John Lester is an Executive Fellow at The School of Public Policy at the University of Calgary
The federal government spends about $14-billion a year on business subsidies, and the four largest provinces combined spend slightly more. And, business subsidies represent almost half of the corporate income tax revenue collected in the five jurisdictions.
Surprisingly, given its reputation as a bastion of free enterprise, Alberta is the most prolific subsidizer. In the 2014-15 fiscal year, per person subsidies were $640 in Alberta, about $100 ahead of Quebec – the next most generous jurisdiction. Alberta has probably added to its "lead" through measures introduced in the October, 2015, fiscal update and the 2016 budget. Alberta also stands out by having the least transparent public reporting of business subsidies.
Governments don't provide this information in a single publication. I arrived at this estimate by combining information from government financial statements, tax expenditure accounts and the annual reports of government business enterprises, supplemented with responses from access to information requests.
What motivates governments to subsidize business? Leaving aside cynical efforts to win votes, business subsidies have two broad objectives: to improve economic performance and to achieve a social objective by supporting specific firms, industries or regions. On average in the five jurisdictions, the split between the two categories is about 70-30 in favour of economic development measures.
Assessing value for money from programs with a social objective is subjective, but measures intended to improve economic performance should be assessed on their ability to raise real income.
In order for business subsidies to raise income, markets have to be doing a poor job allocating labour and capital to their best uses. The classic case is research and development. When a company undertakes R&D, some of the knowledge created inevitably spills over to the benefit other firms. Companies are focused on their own benefits and costs when deciding how much to spend on R&D, not the benefits received by other firms, so society has an interest in encouraging additional R&D. While markets generally do a good job allocating financial capital to its most productive uses, governments express concern about the ability of small firms to access external financing. Just more than half of business subsidies are intended to address these two issues.
Governments also provide subsidies in order to create what are often described as "good jobs," meaning employment in high-wage, high-productivity industries. But subsidizing "good jobs" will only boost real income if workers receive a premium for their skills in the subsidized sector. There is ample evidence that wages differ by sector even after differences in worker skills and working conditions are taken into account. That opens up the possibility that subsidizing high-wage jobs will make us better off. Almost 10 per cent of business subsidies are pursuing "industrial policy" objectives.

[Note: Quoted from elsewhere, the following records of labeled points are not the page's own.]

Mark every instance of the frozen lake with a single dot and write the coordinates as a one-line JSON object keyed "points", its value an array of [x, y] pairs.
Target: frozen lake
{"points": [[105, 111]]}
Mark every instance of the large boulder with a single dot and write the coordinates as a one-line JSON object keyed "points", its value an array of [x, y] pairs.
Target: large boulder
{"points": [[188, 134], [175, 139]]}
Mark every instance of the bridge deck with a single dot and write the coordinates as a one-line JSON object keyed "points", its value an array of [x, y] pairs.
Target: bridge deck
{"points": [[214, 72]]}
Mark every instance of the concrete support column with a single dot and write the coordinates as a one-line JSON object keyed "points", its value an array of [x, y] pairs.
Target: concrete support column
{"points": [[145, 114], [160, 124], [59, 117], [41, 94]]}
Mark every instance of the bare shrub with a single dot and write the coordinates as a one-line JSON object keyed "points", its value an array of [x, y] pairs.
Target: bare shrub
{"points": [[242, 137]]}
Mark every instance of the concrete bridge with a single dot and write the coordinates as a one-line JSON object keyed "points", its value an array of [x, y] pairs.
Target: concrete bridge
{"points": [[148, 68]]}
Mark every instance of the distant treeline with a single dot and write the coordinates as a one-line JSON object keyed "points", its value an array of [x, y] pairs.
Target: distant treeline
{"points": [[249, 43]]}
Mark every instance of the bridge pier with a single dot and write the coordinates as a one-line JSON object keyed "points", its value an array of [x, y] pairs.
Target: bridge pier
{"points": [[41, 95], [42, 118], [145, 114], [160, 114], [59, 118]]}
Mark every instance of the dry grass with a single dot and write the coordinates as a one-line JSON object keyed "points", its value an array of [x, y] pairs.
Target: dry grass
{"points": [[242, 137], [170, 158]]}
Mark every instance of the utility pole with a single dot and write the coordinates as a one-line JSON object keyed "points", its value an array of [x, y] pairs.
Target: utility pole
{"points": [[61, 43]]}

But real income won't necessarily go up, even in these circumstances. Benefit-cost analyses of key programs suggest that, at best, only a third of subsidies intended to raise real income achieve their objective. The main reason these subsidies are unsuccessful is that they have to be funded, either by raising taxes or cutting government program spending, both of which harm economic performance. And avoiding the pitfall of excessive subsidization can be challenging. For example, small firms performing R&D get about 43 per cent of their funding from governments, which is, according to my own research, substantially beyond an effective level.
Industrial policy measures are particularly tricky to get right. The first hurdle is to identify sectors or firms that pay workers a premium for a given set of skills and working conditions. The next hurdle is to avoid excessive subsidization. A permanent subsidy that exceeds the wage premium will obviously harm rather than help economic performance, as the higher taxes required to finance the subsidy blunt incentives to work, save and invest. A temporary subsidy can exceed the wage premium, but governments need to have the discipline and foresight to end the subsidy soon enough to generate a net gain. Finally, even if real income rises, the distribution of benefits and costs is an issue. Subsidizing good jobs benefits high-income individuals and if the subsidy is financed out of general tax revenue, lower income taxpayers will contribute to its fiscal cost.
With so much money at play, business subsidies should be reported more transparently and managed more effectively. For greater transparency, governments should prepare a comprehensive annual report on business subsidies delivered through program spending, the tax system and through the activities of government business enterprises. The report would describe the programs, state their objectives and report funding levels. When discussing program objectives, the report should set out in general terms the expected benefits and costs of government intervention and discuss who benefits from the measure and who is expected to pay for it. Making a commitment to set out the expected benefits and costs of all new business subsidies as they are introduced may prevent the worst offenders from being implemented in the first place.
Increased transparency would set the stage for better evaluations of subsidies. While government departments have demonstrated an ability to assess program efficiency objectively, in-house reviews of program effectiveness or success in meeting objectives quickly come up against a fundamental conflict. A truly independent assessment runs the risk of contradicting the responsible minister and may implicitly call for a change in policy. A better approach would be to fund an independent organization, such as the Parliamentary Budget Officer at the federal level, to assess the effectiveness of business subsidies.